Repellency of LC50 (A) and LC90 (B) of the leaf methanolic extracts of G. americana to the coconut mite A. guerreronis, after 1, 24, and 48 hours of spraying. / Repelencia de CL50 (A) y CL90 (B) de extracto metanólico de las hojas de G. americana al ácaro del cocotero A. guerreronis después de 1, 24 y 48 horas de pulverizado.

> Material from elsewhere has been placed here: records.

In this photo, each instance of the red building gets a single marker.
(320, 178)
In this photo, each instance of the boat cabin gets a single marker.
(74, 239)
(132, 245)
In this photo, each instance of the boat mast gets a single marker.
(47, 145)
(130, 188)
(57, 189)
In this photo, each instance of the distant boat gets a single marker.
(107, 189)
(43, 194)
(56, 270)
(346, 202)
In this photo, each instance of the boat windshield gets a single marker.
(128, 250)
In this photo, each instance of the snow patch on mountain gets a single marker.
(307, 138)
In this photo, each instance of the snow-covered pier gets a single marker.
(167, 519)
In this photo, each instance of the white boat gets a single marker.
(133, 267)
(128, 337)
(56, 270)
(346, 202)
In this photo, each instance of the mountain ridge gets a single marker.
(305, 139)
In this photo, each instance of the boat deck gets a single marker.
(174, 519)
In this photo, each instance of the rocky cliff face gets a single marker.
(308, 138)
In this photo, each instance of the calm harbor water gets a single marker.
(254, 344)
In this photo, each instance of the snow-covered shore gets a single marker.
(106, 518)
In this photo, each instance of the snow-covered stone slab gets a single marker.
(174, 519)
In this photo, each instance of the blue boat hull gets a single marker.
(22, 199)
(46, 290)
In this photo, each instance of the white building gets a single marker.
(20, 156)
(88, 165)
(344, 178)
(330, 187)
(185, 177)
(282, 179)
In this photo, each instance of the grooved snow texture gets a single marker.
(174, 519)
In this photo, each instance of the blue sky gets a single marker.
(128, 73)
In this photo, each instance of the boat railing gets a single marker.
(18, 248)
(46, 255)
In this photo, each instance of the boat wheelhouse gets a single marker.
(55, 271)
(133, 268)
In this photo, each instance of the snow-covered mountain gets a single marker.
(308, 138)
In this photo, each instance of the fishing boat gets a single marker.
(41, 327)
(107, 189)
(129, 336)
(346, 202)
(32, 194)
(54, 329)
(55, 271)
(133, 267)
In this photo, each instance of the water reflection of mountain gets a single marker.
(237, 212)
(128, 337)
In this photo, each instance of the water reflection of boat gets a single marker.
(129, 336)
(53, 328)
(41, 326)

The results of this study suggest that the major iridoid compounds of G. americana play an important role in toxicity, with high repellency and low persistence to A. guerreronis. Other studies implicating genipin and geniposide also showed a variety of biological properties (28, 29, 30). Overall, the results indicate that LME is a potential candidate for the development of plant-based pesticides to be used in the integrated management of A. guerreronis. Also, the major iridoids genipin and geniposide explain, at least in part, the bioactivity of LME towards the mite A. guerreronis. Further laboratory studies are necessary to assess the possible sublethal effects of LME on the natural enemies of A. guerreronis.
CONCLUSIONS
LME showed an acaricidal effect after 24 hours of exposure, repelling at the concentrations tested on the coconut mites. The major iridoids, genipin and geniposide, played a relevant role in its bioactivity. LME had a low persistence to A. guerreronis, suggesting that the mortality was concentrated in the first 12 hours after spraying. Nevertheless, LME can be considered as an alternative for assisting in the integrated control of the coconut mite in coconut plantations.